Who we are

The Dispatch has been hitting the streets in the Ocean City, West Ocean City, Berlin, Ocean Pines, Fenwick Island and Bethany Beach area since 1984.
Our sister publication, Maryland Coast Dispatch, is an identical paper that is mailed to our nearly 700 subscribers, who reside in areas as far as the West Coast and as close as the Baltimore-Washington metropolitan area.

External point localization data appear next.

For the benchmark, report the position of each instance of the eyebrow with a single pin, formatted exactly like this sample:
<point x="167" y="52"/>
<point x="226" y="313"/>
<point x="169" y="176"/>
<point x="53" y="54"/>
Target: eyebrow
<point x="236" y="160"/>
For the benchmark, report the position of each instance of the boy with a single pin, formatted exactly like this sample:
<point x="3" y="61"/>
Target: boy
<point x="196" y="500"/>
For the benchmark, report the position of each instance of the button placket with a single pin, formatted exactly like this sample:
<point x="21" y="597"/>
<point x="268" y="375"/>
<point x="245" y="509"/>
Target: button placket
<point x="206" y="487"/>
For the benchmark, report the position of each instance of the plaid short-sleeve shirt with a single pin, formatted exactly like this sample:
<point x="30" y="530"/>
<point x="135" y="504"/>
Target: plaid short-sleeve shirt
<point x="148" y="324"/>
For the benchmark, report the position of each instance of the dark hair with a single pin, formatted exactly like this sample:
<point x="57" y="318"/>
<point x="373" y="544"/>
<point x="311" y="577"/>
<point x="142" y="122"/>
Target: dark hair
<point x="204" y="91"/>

Our long-time Publisher Richard V. Lohmeyer, who revolutionized the Ocean City area newspaper over his 40 years in the business, owned and operated the publications up until his death in May of 2005. His son, J. Steven Green, currently oversees daily operations at the company and has been since 1997. Upon Lohmeyer’s death, he assumed the role as publisher as well as editor.
The newspapers are owned by Maryland Coast Dispatch, Inc. with Green acting as publisher and editor and Patricia Lohmeyer as vice president and office manager.
The Dispatch is published 52 weeks a year, carries a high weekly saturation circulation and is targeted at reaching thousands of local residents as well as visitors to the area each week. To contact us, call 410-641-4561 or email

The Population

The population in Worcester County is estimated to be increasing annually by 3.3 percent, the second-fastest rate in Maryland. As of July 1, 2001, the U.S. Census Bureau reports there were 48,084 people residing in Worcester County, and estimates are that number will exceed 50,000. With Worcester County, everyone knows about Ocean City, which has a year-round population of nearly 8,000 and an average summertime weekend crowd of 310,000, but many are not aware of the Ocean Pines community, which has a year-round population of more than 10,000 and nearly double during the vacation season, and the historic town of Berlin, which has increased its year-round population on average by 8 percent a year.

The People

Of the more than 48,000 people that call Worcester County home, 34 percent are between the age of 20-44; 24 percent between 45-64 years old; 19 percent over the age of 65; 18 percent between the age of 5-19; and 6 percent under 5 years old. Approximately 72 percent of the population is white, 27 percent black and the remainder Asian and American Indian. As far as profession, 18 percent of the population is employed in the service industry; 14 percent each in the production and operators/laborers field; 14 percent in sales; 13 percent in administration; 12 percent in management; 9 percent in professional; and farming/forestry and technical round out the industry. The median household disposable income for county residents is $27,777.

The Development

Exploding is the best way to describe development in the county, particularly in the northern parts, which The Dispatch targets with its circulation. Property values have soared in Ocean City, Ocean Pines, West Ocean City, Berlin, Fenwick Island and Bethany Beach. For example, Ocean City’s average property assessment increase in 2003 was 78 percent. Ocean Pines properties are expected to jump at least 50 percent.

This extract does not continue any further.